After arriving late night Wednesday night, and spending a dreadful several hours getting through customs, several travelers and I headed to downtown Osaka to satisfy one simple need: food. Walking through the bustling crowds of Namba station one is entranced by the people, the smells, and those coveted first impressions of a new culture. Those moments when everything is thrilling; that high why we are all here.
Fumbling with foreign bills, and making awkward conversions in your head must be a common sight during Lunar New Year in Japan, but to me no matter what I always feel so dorky when I erhm, um, and gee-wizz my way through exchanges. Atleast lately I find myself in alarmingly honest societies where people will literally pick the coins they need from my wallet while smiling.
My first night in Japan was spent at a Guesthouse in a traditional little neighborhood in northern Osaka. I had too much adrenaline to go to bed after I checked in around 11 PM, so I took a stroll along the river per the request of the Dutch attendant working that night. I wandered along the tiny alley’s with my camera, reveled in the smells of cooking ramen, and delighted in the cleanest streets that I think I have ever seen.
One of the sensei’s had excellent English and spoke endlessly about the significance and purpose behind Tea ceremony in Japan. I learned about the history of ceramics, the political and social stereotypes of tea throughout the ages, and how it continues to be a strong part of life in Japan to this day. Walking home that night around 1 AM in the chilly February rain through abandoned temples, I was reminded that life is what you make of it, so do it on purpose.
Golden Temple. Flea Market. Ramen. Nishiki Fish Market. Cemetary. Rainy weather. Ryoanji Zen Garden. Japanese Bath House.Heated Toilet Seats. Sushi. Fishini Inari. Buses. Temples. Karaoke. Green Tea Ice cream. Yen.
Japan was truly full of wonder. Traveling solo offered so many wonderful opportunities that I never could’ve predicted. You really aren’t alone when you travel. Both nights in Kyoto when I was wandering I would casually bump into other solo travelers. The first night, a Chinese girl and I wandered the temples just near the fish market and then found the first bar to open and had several drinks together. The second night after a slightly awkward but nonetheless totally blissful experience in a Japanese bath house, I met a girl from Tokyo.
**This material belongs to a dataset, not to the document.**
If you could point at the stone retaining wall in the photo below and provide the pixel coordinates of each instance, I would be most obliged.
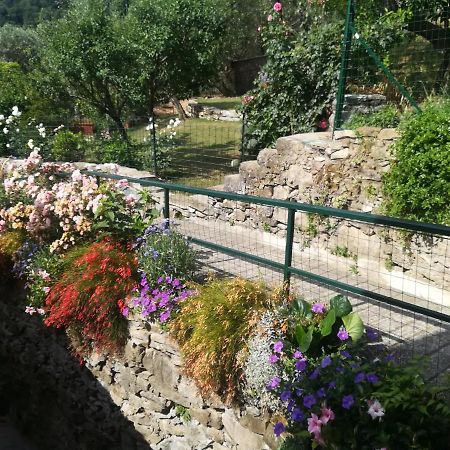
(344, 171)
(140, 400)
We went for sushi together at this little hole in the wall place in northern Kyoto; asking each other all of the questions about love and taboo that you only feel comfortable asking a near stranger.
Taking pictures in this ancient country was easy. It’s the stories behind them that are harder to explain. All I can I say is that 5 days was too short a time to spend here, and I hope that my travels bring me back.
My last few hours in the great city of Kyoto were spent in Fushimi Inari. I saved the best for last because I knew that this place was going to be special. However what I actually got I cannot even begin to explain- the significance of this shrine is astounding and the feeling you have walking through these endless tunnels is both humbling and inspiring.